Harrington, whose stuff wasn't as impressive as in his previous outing at Spokane, allowed three earned runs over five innings and improved to 3-4. Vasquez, pitching for the second straight night, authored a scoreless sixth after which Meaker yielded only an unearned run through the seventh and eighth.
The ninth was then vintage Bryan Woodall, whose 1-2-3, one-strikeout inning netted his fourth save and reduced his earned run average to 2.88.
"The guys played great defense behind me," said Harrington, a devout Led Zeppelin fan, "and we got some runs early. Then our bullpen was fantastic."
Enough so to allow four first-inning runs and two more in the fifth stand up.
An error allowed David Cooper to score first, after he'd walked and moved to third on Brendan Duffy's single. Successive doubles by Anthony Smith and Ryan Babineau scored two more, and a sacrifice fly by Jimmy Principe, recently returned from South Bend, plated the fourth.
A base hit by Cooper and a walk to Duffy started the fourth inning, with Cooper coming home on another error and Duffy scoring from third when Ramon Castillo, coming off a three-double, four-RBI night, hit into a double play.

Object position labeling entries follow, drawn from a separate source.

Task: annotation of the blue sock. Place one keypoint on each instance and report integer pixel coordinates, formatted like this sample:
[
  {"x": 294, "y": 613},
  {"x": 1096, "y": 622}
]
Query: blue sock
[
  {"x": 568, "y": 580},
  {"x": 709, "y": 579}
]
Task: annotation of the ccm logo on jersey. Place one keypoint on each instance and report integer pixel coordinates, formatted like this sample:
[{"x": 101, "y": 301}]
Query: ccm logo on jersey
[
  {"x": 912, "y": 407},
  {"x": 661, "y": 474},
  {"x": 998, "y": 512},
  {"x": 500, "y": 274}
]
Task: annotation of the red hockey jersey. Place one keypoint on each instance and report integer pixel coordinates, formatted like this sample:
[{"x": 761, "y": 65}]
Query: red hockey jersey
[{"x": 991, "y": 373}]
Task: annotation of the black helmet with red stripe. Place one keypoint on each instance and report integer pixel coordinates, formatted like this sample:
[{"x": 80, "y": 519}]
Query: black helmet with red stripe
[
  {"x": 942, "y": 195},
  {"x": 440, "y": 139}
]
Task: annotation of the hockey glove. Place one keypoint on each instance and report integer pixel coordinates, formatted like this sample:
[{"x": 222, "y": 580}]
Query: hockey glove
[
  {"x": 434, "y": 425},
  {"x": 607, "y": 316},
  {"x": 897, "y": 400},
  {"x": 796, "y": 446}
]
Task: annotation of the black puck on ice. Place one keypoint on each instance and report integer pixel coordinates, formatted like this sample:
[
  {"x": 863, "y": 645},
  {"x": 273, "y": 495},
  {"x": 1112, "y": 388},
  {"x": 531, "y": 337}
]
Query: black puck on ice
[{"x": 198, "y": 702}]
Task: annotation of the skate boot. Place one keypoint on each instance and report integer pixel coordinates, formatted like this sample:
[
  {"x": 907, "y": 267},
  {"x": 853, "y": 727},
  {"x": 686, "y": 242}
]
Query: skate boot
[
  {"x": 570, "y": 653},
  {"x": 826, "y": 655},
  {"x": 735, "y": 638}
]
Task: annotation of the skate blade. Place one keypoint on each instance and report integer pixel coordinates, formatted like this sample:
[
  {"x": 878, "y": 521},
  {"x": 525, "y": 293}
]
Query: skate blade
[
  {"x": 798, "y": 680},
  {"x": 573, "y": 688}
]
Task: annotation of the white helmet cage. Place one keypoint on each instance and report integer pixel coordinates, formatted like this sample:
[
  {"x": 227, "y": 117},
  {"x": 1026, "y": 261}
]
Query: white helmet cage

The closest Boise came to erupting was a two-run homer in the fourth by white-hot shortstop Ryan Flaherty, a first-round draftee from Vanderbilt who'd pounded out two doubles, a triple and single the previous night.
"It wasn't Ian's best night," Yakima manager Bob Didier said, "but he kept battling and threw strikes. A real big key was Vasquez giving us an inning. Meaker wasn't real, real sharp, but Woodall was just nails."
So the alarms that awaken the Bears for their 7 a.m. departure for Eugene today won't seem quite as bothersome.
Or nearly as loud as their mimicked, postgame production of Rage Against the Machine.